Hastily grabbing my phone, I picked my bag from the floor.Sparing one last look at him, my heart shattered with his torn expression as I clenched my fist and walked away, without turning back.Why did love hurt?

***

It was half past four.School had ended an hour ago.I  stared blankly at my room ceiling, watching the fan whir,my mind reeled remembering today's happenings.It hurt thinking about it. I wasn't ready to face Jay yet.A part of me tried to excuse why he had cheated on me,but the other just explained he wasn't worth my trust.I'd let myself down.By what, choosing him? Difficult as this seemed I needed to think it through.But how could I when such gruesome memories rushed to my mind anytime I thought about him?
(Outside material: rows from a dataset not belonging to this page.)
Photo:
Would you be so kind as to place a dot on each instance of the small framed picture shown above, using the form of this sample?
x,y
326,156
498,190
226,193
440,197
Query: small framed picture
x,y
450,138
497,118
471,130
A soft tap on the door drew me from my reverie.I pulled a book from the top of my bedside table and flipped it open thinking it was Mum checking up on me from work.

"Yeah,Come on in."I faked a smile watching the door slowly draw open.

The light in my eyes died as I watched the pretty blonde girl before me.
My smile faded as I watched her with nothing but hurt welling up in me.